William Bradford was one of the leaders of the pilgrims who established Plymouth Colony. He was its governor for more than 30 years. His History of Plymouth Plantation, 1620-1647, first printed in full in 1856, is a minor classic, reflecting the unusual qualities of the man and the values of the small group of English separatists who became known as Pilgrims. Bradford was born March 19, 1590 in Austerfield, Yorkshire, the son of a yeoman farmer. He was self-taught. As a young man, he joined Puritan groups that met illegally in nearby Scrooby and was a member of that congregation when it separated from the Church of England in 1606. Bradford was among the 125 Scrooby Separatists who sought (1608) religious sanctuary in Holland. When the congregation decided (1617) to seek refuge in America, Bradford took major responsibility for arranging the details of the emigration. The term Pilgrim is derived from his description of himself and his coreligionists as they left Holland (July 22, 1620) for Southampton, where they joined another group of English Separatists on the Mayflower. Bradford was one of about a dozen original Scrooby church members who sailed for America on the Mayflower. When John Carver, Plymouth Colony's first governor, died suddenly in April 1621, Bradford was unanimously elected to replace him. He was reelected 30 times. In 1640, Bradford and the group of original settlers known as the "old comers" turned over to the colony the proprietary rights to its lands, which had been granted (1630) to him by the Warwick Patent and then shared by him with the old comers. During the period of his governorship, and especially during the first few years, Bradford provided the strong, steady leadership that kept the tiny community alive. He strove to sustain the religious ideals of the founders and to keep the colony's settlements compact and separate from the larger neighboring colonies. Bradford died on May 9 or 19, 1657.
William Brewster, b. 1567, d. Apr. 10, 1644, was a leader of the Pilgrims, who established Plymouth Colony. In England he studied briefly at Cambridge, the only Pilgrim Father to have some university training. A member of the local gentry in Scrooby, Yorkshire, he helped organize a Separatist Religious Congregation in 1606 and financed its move to Holland in 1608. His influence was instrumental in winning the approval of the Virginia Company for the proposal to resettle the congregation in America, and he was one of the few original Scrooby Separatists who sailed on the Mayflower in 1620. As the church's ruling elder in Leyden and then in Plymouth, Brewster shared with William Bradford and Edward Winslow in the leadership of the Pilgrim enterprise.

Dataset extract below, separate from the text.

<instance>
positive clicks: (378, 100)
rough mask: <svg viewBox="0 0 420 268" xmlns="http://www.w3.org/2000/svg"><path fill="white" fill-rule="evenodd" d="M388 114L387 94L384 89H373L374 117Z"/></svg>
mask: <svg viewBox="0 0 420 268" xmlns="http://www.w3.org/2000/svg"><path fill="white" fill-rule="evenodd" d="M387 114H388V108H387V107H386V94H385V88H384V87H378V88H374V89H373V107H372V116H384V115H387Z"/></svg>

John Carver, b. c.1576, d. Apr. 5, 1621, one of the Pilgrim Fathers, was the first governor of Plymouth Colony. A wealthy merchant, he helped arrange the Pilgrims' emigration to America in 1620, chartering the Mayflower. He was governor for less than a year before his death.
Myles Standish, b. c.1584, d. Oct. 3, 1656, an English-born professional soldier, was hired by the Pilgrims as military advisor for their Plymouth colony in America; eventually he became a full member as well as a valued leader of the community. Arriving on the Mayflower with the first settlers, he initially concentrated on colonial defense and Indian relations. Later, Standish represented (1625-26) Plymouth in England; he also served for many years as one of the governor's assistants and as the colony's treasurer (1644-49). Standish was one of the founders (1632) of the town of Duxbury, Mass. Although one of the most influential figures in colonial New England, he is best remembered through US poet Henry Longfellow's 'The Courtship of Miles Standish' 1863.